Salient features of Reverse mergers under Section 72A of the Income Tax Act

  1. Amalgamation should be between the companies and none of them should be a firm of partners or sole- proprietor.
  2. The tax relief under Section 72A would not be made available to companies engaged in trading activities or services.
  3. The company should make an application to the “specified authority” for requisite recommendation of the case to the Central Government for granting or allowing the relief.
  4. Specified Authority has to be satisfied of the eligibility of the company for the relief under Section 72 of the Income Tax Act.

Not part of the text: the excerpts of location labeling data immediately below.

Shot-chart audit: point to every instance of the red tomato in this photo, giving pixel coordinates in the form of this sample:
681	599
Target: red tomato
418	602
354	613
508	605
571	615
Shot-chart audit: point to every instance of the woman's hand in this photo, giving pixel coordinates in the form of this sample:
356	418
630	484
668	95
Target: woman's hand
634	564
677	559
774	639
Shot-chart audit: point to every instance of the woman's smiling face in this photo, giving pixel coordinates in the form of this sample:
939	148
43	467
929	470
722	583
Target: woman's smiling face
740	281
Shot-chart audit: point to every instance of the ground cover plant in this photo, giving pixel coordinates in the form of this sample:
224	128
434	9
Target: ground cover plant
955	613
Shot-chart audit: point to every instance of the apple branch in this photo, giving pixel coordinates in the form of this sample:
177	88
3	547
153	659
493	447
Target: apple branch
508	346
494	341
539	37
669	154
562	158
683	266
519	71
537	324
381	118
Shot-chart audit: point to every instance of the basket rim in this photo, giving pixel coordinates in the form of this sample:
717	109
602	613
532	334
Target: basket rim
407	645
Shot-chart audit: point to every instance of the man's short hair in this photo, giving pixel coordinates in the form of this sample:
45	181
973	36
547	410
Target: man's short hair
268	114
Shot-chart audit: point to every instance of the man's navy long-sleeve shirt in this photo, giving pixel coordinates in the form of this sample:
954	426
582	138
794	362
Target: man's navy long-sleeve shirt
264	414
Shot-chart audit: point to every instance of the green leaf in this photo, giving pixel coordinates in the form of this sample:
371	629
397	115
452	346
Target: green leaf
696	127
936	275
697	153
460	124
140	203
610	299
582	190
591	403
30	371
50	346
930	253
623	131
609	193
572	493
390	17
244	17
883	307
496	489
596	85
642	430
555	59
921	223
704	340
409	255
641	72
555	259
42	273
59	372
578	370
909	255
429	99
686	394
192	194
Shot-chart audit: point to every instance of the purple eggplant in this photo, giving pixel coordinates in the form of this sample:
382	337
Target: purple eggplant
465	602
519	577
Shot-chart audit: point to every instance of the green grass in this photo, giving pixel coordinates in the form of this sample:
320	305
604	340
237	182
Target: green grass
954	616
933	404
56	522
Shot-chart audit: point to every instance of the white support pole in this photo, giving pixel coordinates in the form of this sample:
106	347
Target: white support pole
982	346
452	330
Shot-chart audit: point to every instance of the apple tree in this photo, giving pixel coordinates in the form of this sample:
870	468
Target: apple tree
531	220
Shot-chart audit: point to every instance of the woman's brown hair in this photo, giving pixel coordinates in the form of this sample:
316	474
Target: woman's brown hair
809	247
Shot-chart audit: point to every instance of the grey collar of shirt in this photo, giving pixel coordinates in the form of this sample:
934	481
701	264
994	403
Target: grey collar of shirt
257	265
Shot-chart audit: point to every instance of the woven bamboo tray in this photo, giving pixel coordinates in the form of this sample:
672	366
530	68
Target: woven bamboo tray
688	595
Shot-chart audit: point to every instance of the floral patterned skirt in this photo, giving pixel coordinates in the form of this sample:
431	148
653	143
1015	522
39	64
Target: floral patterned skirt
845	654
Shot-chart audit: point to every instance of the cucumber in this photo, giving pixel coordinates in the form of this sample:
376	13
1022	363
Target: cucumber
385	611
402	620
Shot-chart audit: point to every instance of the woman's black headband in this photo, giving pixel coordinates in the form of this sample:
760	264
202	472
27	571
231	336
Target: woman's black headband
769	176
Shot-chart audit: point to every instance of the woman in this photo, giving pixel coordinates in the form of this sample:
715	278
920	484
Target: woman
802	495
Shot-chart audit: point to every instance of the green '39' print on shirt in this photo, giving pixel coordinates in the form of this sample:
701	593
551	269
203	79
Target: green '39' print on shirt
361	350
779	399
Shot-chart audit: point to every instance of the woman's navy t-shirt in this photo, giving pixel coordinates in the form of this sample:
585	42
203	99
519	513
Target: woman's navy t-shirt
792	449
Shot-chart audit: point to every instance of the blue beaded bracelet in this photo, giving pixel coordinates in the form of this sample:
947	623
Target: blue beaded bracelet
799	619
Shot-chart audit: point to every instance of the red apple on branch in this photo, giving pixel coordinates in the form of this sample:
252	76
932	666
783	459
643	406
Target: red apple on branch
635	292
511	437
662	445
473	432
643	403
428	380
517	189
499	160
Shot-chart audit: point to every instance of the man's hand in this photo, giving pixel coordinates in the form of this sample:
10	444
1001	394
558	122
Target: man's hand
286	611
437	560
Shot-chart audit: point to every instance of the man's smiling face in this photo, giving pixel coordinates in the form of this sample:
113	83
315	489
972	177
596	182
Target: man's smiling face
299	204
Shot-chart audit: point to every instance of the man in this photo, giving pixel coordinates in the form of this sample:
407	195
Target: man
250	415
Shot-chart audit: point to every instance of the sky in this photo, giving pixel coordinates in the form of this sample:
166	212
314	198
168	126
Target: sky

  5. Carry forward of unabsorbed depreciation the conditions of Section 32 should not have been violated.
  6. Accumulated loss should arise from “Profits and Gains from business or Profession” and not be loss under the head” Capital Gains” or “ Speculation’
  7. After amalgamation the “sick” company shall survive and the other income generating company shall extinct.
  8. One of the merger partner should be financially unviable and have accumulated losses to qualify for the merger and the other merger partner should be profit earning so that tax relief to the maximum extent could be had.
  9. Amalgamation should be in the public interest and should not defeat basic tenets of law and must safeguard the interest of employees, consumers, creditors, and shareholders apart from promoters of the company through revival of company.